Traumatic brain injury (TBI) engenders traumatic necrosis and penumbra—areas of secondary neural injury which are crucial targets for therapeutic interventions. Segmenting manually areas of ongoing changes like necrosis, edema, hematoma, and inflammation is tedious, error-prone, and biased. Using the multi-parametric MR data from a rodent model study, we demonstrate the effectiveness of an end-end deep learning global-attention-based UNet (GA-UNet) framework for automatic segmentation and quantification of TBI lesions. Longitudinal MR scans (2 h, 1, 3, 7, 14, 30, and 60 days) were performed on eight Sprague–Dawley rats after controlled cortical injury was performed. TBI lesion and sub-regions segmentation was performed using 3D-UNet and GA-UNet. Dice statistics (DSI) and Hausdorff distance were calculated to assess the performance. MR scan variations-based (bias, noise, blur, ghosting) data augmentation was performed to develop a robust model.

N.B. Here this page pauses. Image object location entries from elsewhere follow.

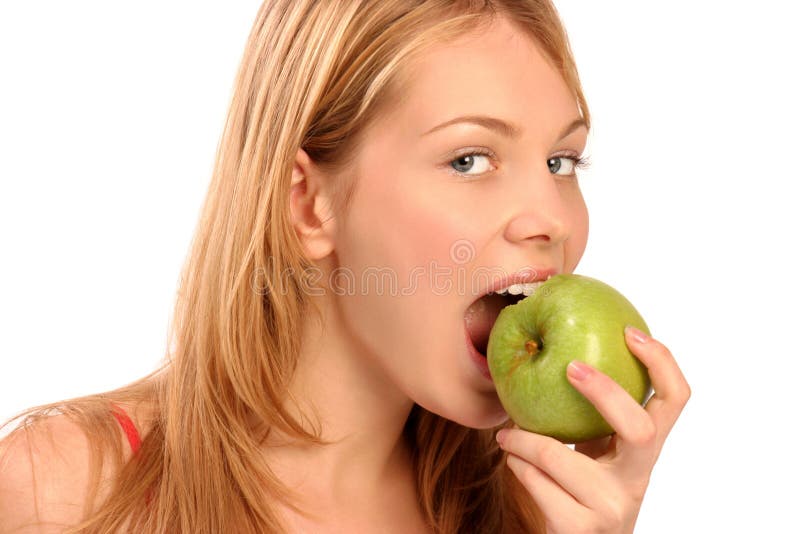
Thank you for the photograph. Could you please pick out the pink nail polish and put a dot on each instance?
(501, 436)
(578, 370)
(637, 334)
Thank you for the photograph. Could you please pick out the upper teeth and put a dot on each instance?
(516, 289)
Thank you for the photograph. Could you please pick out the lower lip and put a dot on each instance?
(477, 358)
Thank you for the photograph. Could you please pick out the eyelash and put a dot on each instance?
(578, 162)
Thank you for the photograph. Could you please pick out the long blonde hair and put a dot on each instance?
(313, 76)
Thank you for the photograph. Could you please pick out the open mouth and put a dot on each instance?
(482, 314)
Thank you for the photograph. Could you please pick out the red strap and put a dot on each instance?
(128, 426)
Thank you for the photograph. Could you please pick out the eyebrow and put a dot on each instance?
(502, 127)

Training/validation median DSI for U-Net was 0.9368 with T2w and MPRAGE inputs, whereas GA-UNet had 0.9537 for the same. Testing accuracies were higher for GA-UNet than U-Net with a DSI of 0.8232 for the T2w-MPRAGE inputs.

Longitudinally, necrosis remained constant while oligemia and penumbra decreased, and edema appearing around day 3 which increased with time. GA-UNet shows promise for multi-contrast MR image-based segmentation/quantification of TBI in large cohort studies.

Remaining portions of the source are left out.